Previous proponents of originalism, such as Antonin Scalia ’60 and Robert Bork, he said, were “wary of making moral truth claims.” But as originalism began to inform majority opinions by the Court, its champions embraced the idea of an objective moral reality, which “opened the door to moral justifications rooted in the natural law tradition.”

But what impact does all of this have on American constitutional theory? Alicea saw three major implications.

“We need to know whether the Constitution furthers the common good, and that requires knowing what the common good is, which requires knowing something about who the human person is, and how we flourish as the distinctive kinds of beings that we are.”

“First, natural law constitutional theories have a smaller gap between their theories of law and their theories of adjudication than other constitutional theories tend to have,” he said.

“In recent years, several scholars, both originalist and non-originalist, have argued that constitutional theorists should focus more on theories of law, rather than on theories of adjudication,” he continued. “They seek to establish a consensus around the law of our Constitution, leaving for another day normative questions like whether we ought to obey the Constitution and how we ought to resolve disputes under the Constitution.”

But the natural law approach rejects this, he said. “If we instead adopt a Thomistic understanding of law, normative evaluation is built into identification of what the law is, since the focal meaning of law requires that law be an ordinance of reason directed toward the common good, and that it be promulgated by a legitimate authority.”

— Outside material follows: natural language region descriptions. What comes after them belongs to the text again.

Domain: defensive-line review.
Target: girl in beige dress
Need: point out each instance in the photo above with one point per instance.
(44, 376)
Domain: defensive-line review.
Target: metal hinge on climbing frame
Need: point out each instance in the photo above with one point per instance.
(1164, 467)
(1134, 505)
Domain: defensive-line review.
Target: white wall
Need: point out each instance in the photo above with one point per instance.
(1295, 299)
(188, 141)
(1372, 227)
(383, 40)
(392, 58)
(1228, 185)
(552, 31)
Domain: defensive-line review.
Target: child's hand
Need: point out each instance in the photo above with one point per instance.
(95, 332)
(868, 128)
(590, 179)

As an example, Alicea said, “if one concludes that the original meaning of the Constitution is the law … it follows that we have a prima facia moral obligation to obey it, since doing so would be good for us both in terms of the law’s content … and in terms of sustaining the authority of its author.”

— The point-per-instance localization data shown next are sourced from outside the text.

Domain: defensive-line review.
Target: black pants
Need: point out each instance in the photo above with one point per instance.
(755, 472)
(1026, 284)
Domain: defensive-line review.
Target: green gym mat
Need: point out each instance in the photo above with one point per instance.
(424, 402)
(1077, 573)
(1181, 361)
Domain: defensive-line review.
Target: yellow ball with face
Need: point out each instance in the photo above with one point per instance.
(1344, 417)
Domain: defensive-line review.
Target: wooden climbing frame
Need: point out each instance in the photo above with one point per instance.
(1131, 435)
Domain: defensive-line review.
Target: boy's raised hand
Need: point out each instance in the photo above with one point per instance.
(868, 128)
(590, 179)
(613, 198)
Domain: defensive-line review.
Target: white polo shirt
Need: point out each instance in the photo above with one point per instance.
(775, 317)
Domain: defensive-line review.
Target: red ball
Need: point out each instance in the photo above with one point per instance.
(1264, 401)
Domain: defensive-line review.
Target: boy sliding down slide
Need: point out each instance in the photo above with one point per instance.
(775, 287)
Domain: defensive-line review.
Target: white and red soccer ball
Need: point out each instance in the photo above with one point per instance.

Second, natural law constitutional theory “widens the scope of inquiry” by involving scholarship from other fields, Alicea said.

While previous scholars like Bork “thought constitutional theory could be largely separated from the domains of philosophy and other disciplines, and confined to more mundane and technical lawyers’ work,” he said, natural law theory is “unavoidably interdisciplinary” because “we cannot adjudicate constitutional disputes without resolving antecedent questions of political morality.”

For instance, Alicea continued, “we need to know whether the Constitution furthers the common good, and that requires knowing what the common good is, which requires knowing something about who the human person is, and how we flourish as the distinctive kinds of beings that we are.”

The final implication of this natural law moment, according to Alicea, is that “natural law constitutional theorists seek to bring the rest of the field into conversation with authors and sources that have too long been neglected in American constitutional theory scholarship.” Those authors include Aristotle and Aquinas, but also other important natural law figures rarely cited by such scholars, including Cicero, Francisco Suárez, and Robert Bellarmine.

All of this, Alicea concluded, makes for an exhilarating time to be a constitutional scholar. “Our natural law moment in constitutional theory holds out the exciting prospect of the discovery — or we might say the rediscovery — of insights and arguments that have lain dormant for all these many years, patiently waiting for us to find them.”